Do you have a child op? If you do, I imagine your child is really well behaved as most toddlers (as you have probably noticed from comments above) will not keep a parasol over them when the sun is shining. They have no concept that it is there for their own benefit and think it is a toy. A muslin and pegs would be the same. From a parents perspective they are a complete pain when you turn corners and the sun moves, meaning you have to move the parasol again. Dc1 had a parasol for the first summer. I learnt my lesson and dc2 and 3 never used it.

IwishIwasmoreorganised Sat 31-Aug-13 23:03:13

The answer to OP's post is obviously because those mothers don't give a shit about their dc.

That's what she wants to hear.

She is obviously a better mother because she has a sunshade on her dc's pushchair.

These other poor babies haven't been protected in any way from the sun and are set up for a lifetime of poor health and misery in the care of these thoughtless mothers of theirs.

VelmaDaceDinkley Sat 31-Aug-13 23:26:00

That's why we have eyelids hmm

Unfortunately the mum's have to keep their eyes open to see where they're walking.
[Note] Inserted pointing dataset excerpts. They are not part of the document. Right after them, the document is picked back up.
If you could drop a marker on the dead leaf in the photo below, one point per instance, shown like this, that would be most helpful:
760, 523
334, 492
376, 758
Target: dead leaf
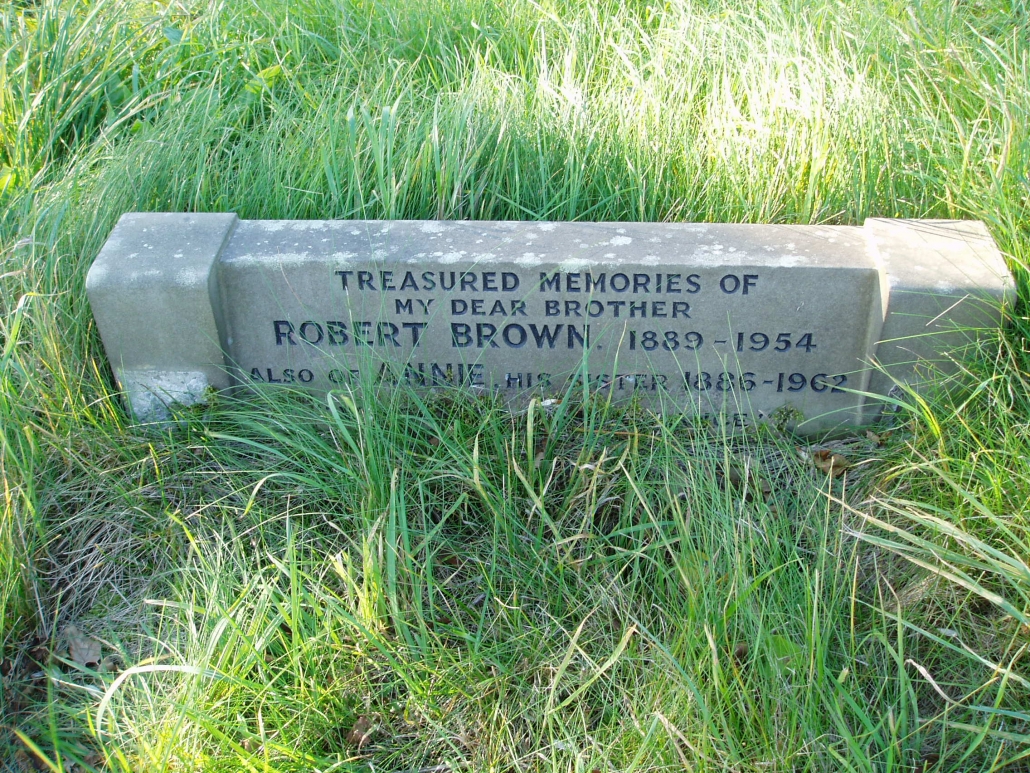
830, 463
928, 763
361, 733
81, 648
111, 664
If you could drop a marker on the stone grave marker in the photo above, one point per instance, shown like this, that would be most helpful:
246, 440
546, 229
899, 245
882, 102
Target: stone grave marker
730, 322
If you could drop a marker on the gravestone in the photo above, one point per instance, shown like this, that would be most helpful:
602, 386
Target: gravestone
730, 322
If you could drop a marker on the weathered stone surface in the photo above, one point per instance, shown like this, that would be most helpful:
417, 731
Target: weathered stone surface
724, 320
155, 296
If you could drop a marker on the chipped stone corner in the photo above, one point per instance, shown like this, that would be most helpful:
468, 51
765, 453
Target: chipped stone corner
151, 395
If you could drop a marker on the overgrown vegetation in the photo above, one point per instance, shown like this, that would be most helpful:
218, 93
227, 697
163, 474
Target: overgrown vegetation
380, 582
But the babies have the luxury of being able to close theirs if the sun gets too bright.

SeaSickSal Sun 01-Sep-13 12:53:37

I have MS in my family which has been linked to a lack of vitamin D which comes from sunlight. On short journeys when the sun is not too strong I like him to get some light.
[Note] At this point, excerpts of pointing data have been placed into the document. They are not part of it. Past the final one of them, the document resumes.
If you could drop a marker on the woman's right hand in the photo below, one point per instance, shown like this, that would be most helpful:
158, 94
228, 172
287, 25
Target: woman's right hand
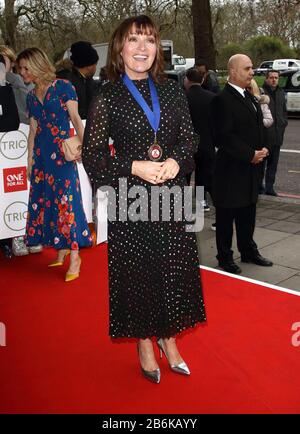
147, 170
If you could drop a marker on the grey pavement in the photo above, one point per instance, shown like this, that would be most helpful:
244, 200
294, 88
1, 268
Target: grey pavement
277, 235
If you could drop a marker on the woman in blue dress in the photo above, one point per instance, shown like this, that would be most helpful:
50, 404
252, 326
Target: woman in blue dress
55, 210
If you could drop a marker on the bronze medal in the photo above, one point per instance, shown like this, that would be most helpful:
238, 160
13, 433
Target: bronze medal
155, 151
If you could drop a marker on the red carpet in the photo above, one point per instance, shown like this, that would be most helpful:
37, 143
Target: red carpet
58, 357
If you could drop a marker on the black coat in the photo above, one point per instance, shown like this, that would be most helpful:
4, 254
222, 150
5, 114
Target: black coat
199, 101
9, 116
238, 133
85, 88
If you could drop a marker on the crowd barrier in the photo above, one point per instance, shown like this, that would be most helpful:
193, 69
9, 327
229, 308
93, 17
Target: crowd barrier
14, 188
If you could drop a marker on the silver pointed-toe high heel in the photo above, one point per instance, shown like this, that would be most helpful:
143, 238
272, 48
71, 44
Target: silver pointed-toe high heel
153, 376
181, 368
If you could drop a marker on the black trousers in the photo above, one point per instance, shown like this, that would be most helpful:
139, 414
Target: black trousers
244, 219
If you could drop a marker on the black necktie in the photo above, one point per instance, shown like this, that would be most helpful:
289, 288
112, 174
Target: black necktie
249, 101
Boosiehs Sun 01-Sep-13 13:02:57

Some sunshine is of course essential. However too much can lead to burning and skin cancer. Currently dealing with pale and pasty DH's malignant melanoma kind of makes you a tad more cautious about the sun, even in this country.

Oblomov Sun 01-Sep-13 13:06:48

Why do you think OP? Because they are useless? And a few minutes of sunshine never hurt a baby ? Pull down your judgey-pants , and jogg on !!
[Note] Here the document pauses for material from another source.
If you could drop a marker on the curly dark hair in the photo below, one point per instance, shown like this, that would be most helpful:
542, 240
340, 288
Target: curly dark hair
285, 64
saulaboutme Sun 01-Sep-13 13:57:37

Op you have a point. I think this also goes for sunshades, raincovers, coats etc.

Countless times I've seen it. The worst one I saw was a mum pushing newborn in heavy snow, baby was wrapped in a blanket, mum was covered by an umbrella. The baby must have got soaked!

Even if baby is throwing a mental they need weather protection. My boy loved wearing sunnies.

saulaboutme Sun 01-Sep-13 14:04:08

And agree it's not MUMS responsibility, dads as well.

JassyRadlett Sun 01-Sep-13 14:24:16

I'm from Australia so pretty sun-conscious. For DS that means sunscreen, hat, sunglasses especially as he has blue eyes. But honest to god, those parasols are useless. We have a huge whole-pushchair sunshade for when we're somewhere hot or in full sun all day and want him to nap, and you can zip it off so it's just got a huge hood which provides pretty good shade. But for the last 8 months or so the shout has been 'hood OFF' if we put the hood up at all, he's rumbled us that it's a sleep-inducing trick.

He won't keep his sunglasses on all the time either, but he does love them.

My eyes are ridiculously sensitive to sun, I wear sunglasses throughout the winter. Wonder what people would think if I put DS's sunglasses on him in January?

Mind you, today he wanted to leave the house in dressing gown, swimsuit and wellies so anything's possible.

Rooners Sun 01-Sep-13 14:28:55

I agree with you OP that some people seem sadly unaware of their babies' distress.

The times I have gone out with a pushchair to find that it doesn't protect my child enough, and not been sure what to do - I normally end up walking in a strange position trying to use my own shadow to keep the sun out of their eyes.

daftdame Sun 01-Sep-13 14:30:37

I found mine useless although hood of push chair could go down fairly low and offered lots of shade if needed.